Вряд ли кто из читавших его станет отрицать, что в смысле чисто литературного таланта странный норвежец Кнут Педерсен, удостоенный Нобелевской премии под псевдонимом Гамсун, оставил далеко позади всю скандинавскую прозу, в которой блистали Лагерквист, Стриндберг, Лагерлёф, да и впоследствии мало кто с ним сравнялся. Гамсун разнообразен, точен, нервен, выразителен, романы его вызывающе непохожи друг на друга, и объединяют их, пожалуй, лишь три фундаментальные черты его мировоззрения, сочетание которых и приводит к фашизму с железной неотвратимостью. Первая из этих черт — преломленное ницшеанство: завышенная самооценка утонченного и одинокого творца. «Голод» — не просто исповедь начинающего художника, бесконечно одинокого в чужом городе. Муки его усугубляются контрастом между сознанием собственного потенциального величия и железным, ледяным равнодушием мира. Страдает не просто юный одиночка — страдает гений, полубог. Жизнь равнодушна, безжалостна, не оставляет ему ни места, ни надежды. Этот мир проклят, и отсюда вторая черта гамсуновского мировоззрения: страх и недоверие к жизни, ужас перед будущим, ориентация на прошлое.

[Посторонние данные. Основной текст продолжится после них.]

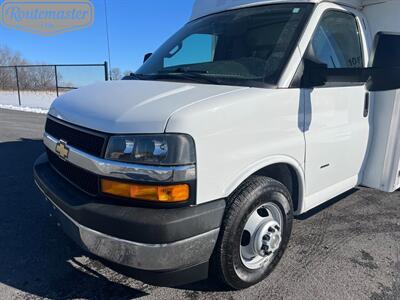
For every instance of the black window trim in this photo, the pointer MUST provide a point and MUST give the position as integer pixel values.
(297, 77)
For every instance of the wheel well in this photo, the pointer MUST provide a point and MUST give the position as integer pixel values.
(286, 175)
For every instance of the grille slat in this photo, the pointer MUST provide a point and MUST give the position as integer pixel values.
(89, 142)
(83, 139)
(86, 181)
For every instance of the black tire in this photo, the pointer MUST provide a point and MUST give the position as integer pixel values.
(226, 263)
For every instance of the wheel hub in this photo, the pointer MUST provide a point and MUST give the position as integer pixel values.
(262, 236)
(268, 239)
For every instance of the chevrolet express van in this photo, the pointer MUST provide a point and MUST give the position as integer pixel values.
(253, 112)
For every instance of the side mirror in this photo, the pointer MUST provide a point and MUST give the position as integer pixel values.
(314, 74)
(384, 70)
(147, 56)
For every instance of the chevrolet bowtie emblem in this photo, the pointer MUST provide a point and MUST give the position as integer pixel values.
(62, 149)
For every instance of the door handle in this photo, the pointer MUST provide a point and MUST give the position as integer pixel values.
(366, 105)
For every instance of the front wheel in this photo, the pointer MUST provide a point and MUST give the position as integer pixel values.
(255, 232)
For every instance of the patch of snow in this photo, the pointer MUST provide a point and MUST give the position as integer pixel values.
(24, 108)
(42, 99)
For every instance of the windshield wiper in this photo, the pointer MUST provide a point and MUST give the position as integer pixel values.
(182, 70)
(135, 76)
(188, 74)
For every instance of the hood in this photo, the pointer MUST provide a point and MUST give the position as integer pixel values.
(131, 106)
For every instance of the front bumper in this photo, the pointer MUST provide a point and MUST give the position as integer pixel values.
(149, 239)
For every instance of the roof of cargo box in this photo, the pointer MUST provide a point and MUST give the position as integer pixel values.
(202, 8)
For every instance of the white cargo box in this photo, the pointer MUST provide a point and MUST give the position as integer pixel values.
(382, 165)
(382, 15)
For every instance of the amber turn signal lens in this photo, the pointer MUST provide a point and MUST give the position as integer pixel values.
(169, 193)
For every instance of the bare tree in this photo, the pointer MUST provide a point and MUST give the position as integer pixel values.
(30, 78)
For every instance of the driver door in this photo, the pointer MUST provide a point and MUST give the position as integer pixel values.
(336, 126)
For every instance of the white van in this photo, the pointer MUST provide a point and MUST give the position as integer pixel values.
(253, 112)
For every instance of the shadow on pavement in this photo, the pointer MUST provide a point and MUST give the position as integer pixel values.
(35, 256)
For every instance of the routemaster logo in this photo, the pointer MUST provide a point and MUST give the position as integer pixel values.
(47, 17)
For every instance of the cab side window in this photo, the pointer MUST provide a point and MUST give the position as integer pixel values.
(337, 42)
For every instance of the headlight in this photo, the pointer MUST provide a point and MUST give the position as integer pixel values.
(161, 149)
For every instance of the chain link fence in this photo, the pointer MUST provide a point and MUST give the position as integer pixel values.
(38, 85)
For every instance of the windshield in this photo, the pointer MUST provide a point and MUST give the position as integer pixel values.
(248, 46)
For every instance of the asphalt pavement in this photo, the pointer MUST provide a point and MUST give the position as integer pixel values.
(347, 249)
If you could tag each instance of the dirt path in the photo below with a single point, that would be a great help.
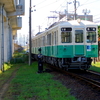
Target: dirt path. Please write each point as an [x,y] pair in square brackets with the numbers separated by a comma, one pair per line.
[6,84]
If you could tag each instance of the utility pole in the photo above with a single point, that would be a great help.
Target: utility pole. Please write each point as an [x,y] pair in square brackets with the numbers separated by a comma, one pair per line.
[85,11]
[75,9]
[2,42]
[30,33]
[39,27]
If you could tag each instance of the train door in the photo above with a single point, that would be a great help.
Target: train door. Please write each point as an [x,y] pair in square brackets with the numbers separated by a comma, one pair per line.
[79,47]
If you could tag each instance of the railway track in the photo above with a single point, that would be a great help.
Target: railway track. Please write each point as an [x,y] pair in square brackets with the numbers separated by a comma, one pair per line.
[93,79]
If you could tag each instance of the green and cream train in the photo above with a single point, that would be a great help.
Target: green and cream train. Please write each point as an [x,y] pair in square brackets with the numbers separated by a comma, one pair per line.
[68,44]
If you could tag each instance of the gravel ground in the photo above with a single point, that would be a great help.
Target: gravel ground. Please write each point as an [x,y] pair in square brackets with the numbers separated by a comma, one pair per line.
[79,89]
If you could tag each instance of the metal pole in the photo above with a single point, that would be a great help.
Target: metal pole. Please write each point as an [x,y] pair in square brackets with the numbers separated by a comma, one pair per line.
[2,44]
[75,9]
[30,33]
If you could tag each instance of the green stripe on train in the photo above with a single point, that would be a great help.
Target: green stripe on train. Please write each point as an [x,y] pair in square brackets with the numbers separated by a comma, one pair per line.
[68,51]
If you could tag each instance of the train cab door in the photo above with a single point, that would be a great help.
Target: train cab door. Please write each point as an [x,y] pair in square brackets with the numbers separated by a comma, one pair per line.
[79,44]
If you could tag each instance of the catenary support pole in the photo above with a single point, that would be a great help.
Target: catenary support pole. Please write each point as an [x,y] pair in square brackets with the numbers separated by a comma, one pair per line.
[30,33]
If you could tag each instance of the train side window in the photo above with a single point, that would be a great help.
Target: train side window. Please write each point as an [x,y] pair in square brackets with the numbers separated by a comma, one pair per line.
[66,37]
[78,36]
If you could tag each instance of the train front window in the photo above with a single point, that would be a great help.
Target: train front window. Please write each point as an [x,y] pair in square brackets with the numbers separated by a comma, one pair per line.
[91,37]
[66,37]
[78,36]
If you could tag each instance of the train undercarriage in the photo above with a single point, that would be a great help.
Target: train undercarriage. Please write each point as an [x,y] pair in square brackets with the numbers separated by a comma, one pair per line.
[81,63]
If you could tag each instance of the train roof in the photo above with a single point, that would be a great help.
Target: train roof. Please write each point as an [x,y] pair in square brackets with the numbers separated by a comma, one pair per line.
[71,23]
[77,22]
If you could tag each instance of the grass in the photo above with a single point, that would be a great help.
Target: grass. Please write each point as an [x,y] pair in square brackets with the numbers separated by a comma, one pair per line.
[4,76]
[95,67]
[28,85]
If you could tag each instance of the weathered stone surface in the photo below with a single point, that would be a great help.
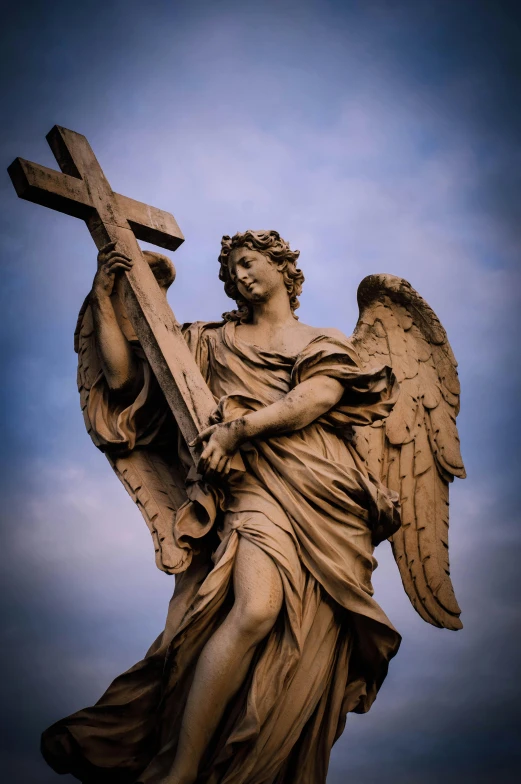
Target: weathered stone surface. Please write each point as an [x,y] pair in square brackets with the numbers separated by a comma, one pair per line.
[272,635]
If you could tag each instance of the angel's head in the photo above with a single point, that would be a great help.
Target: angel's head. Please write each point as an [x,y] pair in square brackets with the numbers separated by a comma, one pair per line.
[253,265]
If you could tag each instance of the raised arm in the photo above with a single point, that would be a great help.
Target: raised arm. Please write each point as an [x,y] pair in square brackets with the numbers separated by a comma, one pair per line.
[120,367]
[301,406]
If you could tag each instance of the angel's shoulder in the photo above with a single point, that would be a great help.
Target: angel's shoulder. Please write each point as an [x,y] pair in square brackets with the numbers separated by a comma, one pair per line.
[329,333]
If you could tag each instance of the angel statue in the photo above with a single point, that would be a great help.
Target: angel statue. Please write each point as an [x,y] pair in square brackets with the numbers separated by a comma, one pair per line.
[272,634]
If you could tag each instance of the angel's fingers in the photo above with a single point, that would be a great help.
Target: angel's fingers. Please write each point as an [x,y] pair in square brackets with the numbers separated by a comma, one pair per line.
[118,261]
[221,465]
[111,269]
[206,453]
[204,435]
[109,246]
[116,254]
[213,463]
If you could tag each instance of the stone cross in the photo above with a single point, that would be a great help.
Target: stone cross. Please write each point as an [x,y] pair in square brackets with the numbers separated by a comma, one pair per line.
[83,191]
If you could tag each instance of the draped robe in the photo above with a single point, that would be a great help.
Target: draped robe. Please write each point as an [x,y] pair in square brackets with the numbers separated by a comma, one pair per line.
[308,501]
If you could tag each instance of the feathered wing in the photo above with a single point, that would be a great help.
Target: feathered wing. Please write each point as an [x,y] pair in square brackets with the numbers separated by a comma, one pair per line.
[415,451]
[153,481]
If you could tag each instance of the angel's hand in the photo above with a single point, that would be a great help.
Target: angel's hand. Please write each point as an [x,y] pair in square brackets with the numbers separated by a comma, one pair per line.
[110,262]
[221,443]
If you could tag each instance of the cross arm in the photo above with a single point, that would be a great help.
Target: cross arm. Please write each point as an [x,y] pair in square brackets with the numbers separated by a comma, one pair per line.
[67,193]
[50,188]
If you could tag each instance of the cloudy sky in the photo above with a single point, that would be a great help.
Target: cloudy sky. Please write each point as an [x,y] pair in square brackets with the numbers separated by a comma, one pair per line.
[376,137]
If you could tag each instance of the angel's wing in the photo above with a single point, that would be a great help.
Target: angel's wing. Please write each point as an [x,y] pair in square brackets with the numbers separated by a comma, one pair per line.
[153,481]
[415,451]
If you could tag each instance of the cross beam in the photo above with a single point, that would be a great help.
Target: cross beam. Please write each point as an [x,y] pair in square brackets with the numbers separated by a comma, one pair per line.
[82,190]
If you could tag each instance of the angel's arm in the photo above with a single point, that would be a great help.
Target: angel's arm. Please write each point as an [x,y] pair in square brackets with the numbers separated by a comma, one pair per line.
[306,402]
[120,367]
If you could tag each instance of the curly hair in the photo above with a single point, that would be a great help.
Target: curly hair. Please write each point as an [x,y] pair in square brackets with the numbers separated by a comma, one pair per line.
[271,244]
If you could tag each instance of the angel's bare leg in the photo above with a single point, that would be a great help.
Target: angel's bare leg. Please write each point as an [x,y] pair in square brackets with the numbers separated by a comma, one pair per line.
[225,659]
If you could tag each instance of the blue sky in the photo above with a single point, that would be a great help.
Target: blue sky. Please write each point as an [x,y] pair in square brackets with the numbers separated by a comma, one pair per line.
[376,137]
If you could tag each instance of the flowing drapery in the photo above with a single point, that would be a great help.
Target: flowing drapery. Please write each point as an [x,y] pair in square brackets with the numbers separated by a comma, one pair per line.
[307,500]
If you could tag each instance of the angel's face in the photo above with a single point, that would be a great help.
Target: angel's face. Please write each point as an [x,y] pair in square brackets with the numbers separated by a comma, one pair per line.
[255,275]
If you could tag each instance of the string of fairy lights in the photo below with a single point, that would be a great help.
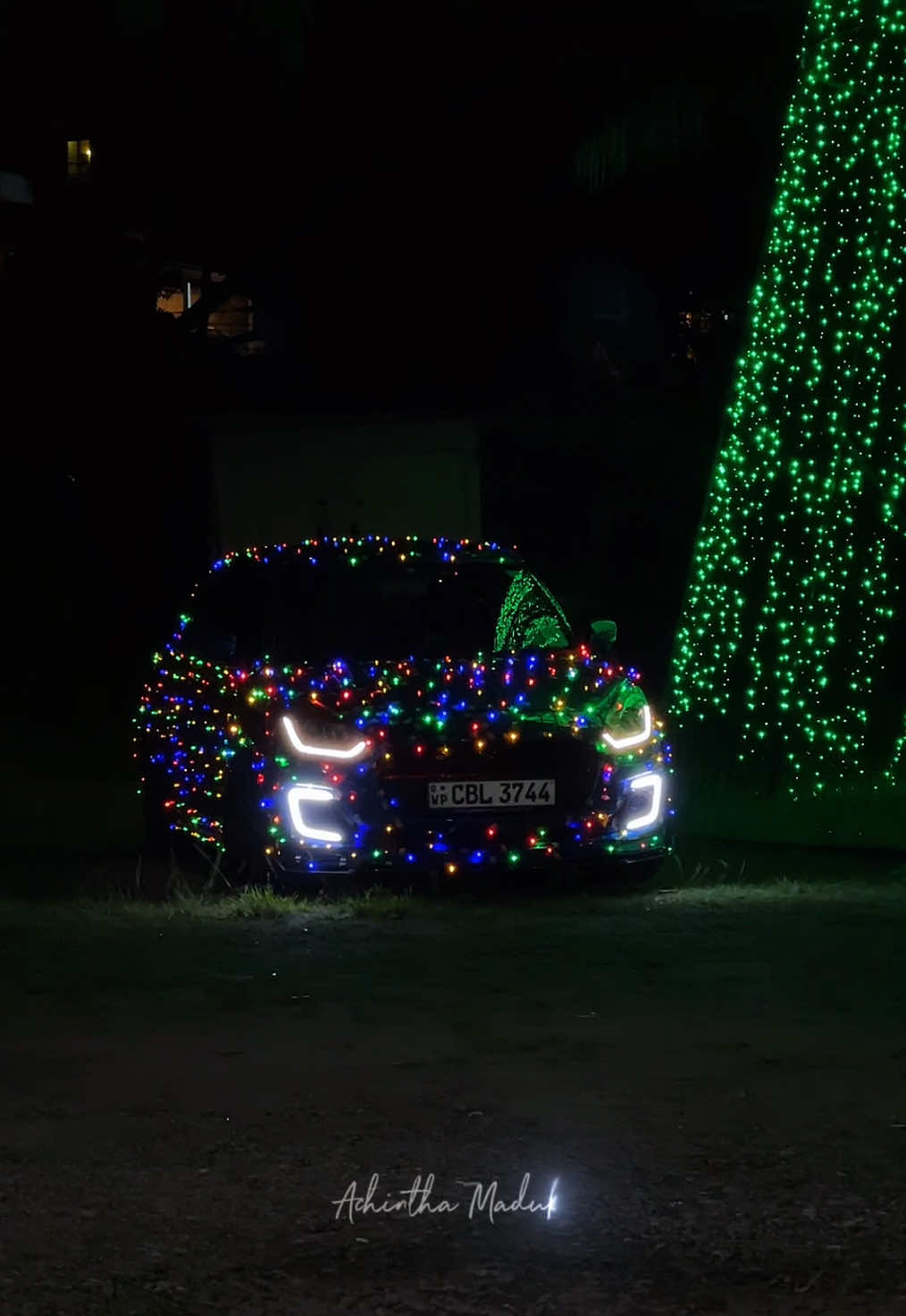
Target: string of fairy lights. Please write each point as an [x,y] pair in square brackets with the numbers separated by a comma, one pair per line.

Как гениально заметил Сергей Аверинцев, XX век скомпрометировал ответы, но не снял вопросы. Он предложил два выхода — модерн и архаику. В этом принципиальная, неистребимая разница между фашизмом и коммунизмом, которую не сотрут никакие заявления ПАСЕ. Коммунизм — выход модернистский, конструирование будущего, пусть жестокое, бесчеловечное, ломающее об колено. Коммунизм — поиск на нехоженых путях. Фашизм — опора на архаику, попытка искусственного возвращения в Средневековье и даже глубже, во времена титанов, никогда не бывшие, мифологизированные. Это возвращение туда, где человек ничего не значил, где властвовали жестокие и таинственные боги. И вот в эти времена Гамсуна все отчетливее тянет, начиная с «Пана». Его лейтенант Глан бежит в природу, в дочеловеческое царство, так же, как Лени Рифеншталь в последние годы спускалась в темные глубины, чтобы снимать чудовищных рыб. Невинные на первый взгляд патриархальность, древность, уединение обозначали то архаическое начало фашизма, которое потом стало так отчетливо в позднем русском почвенничестве.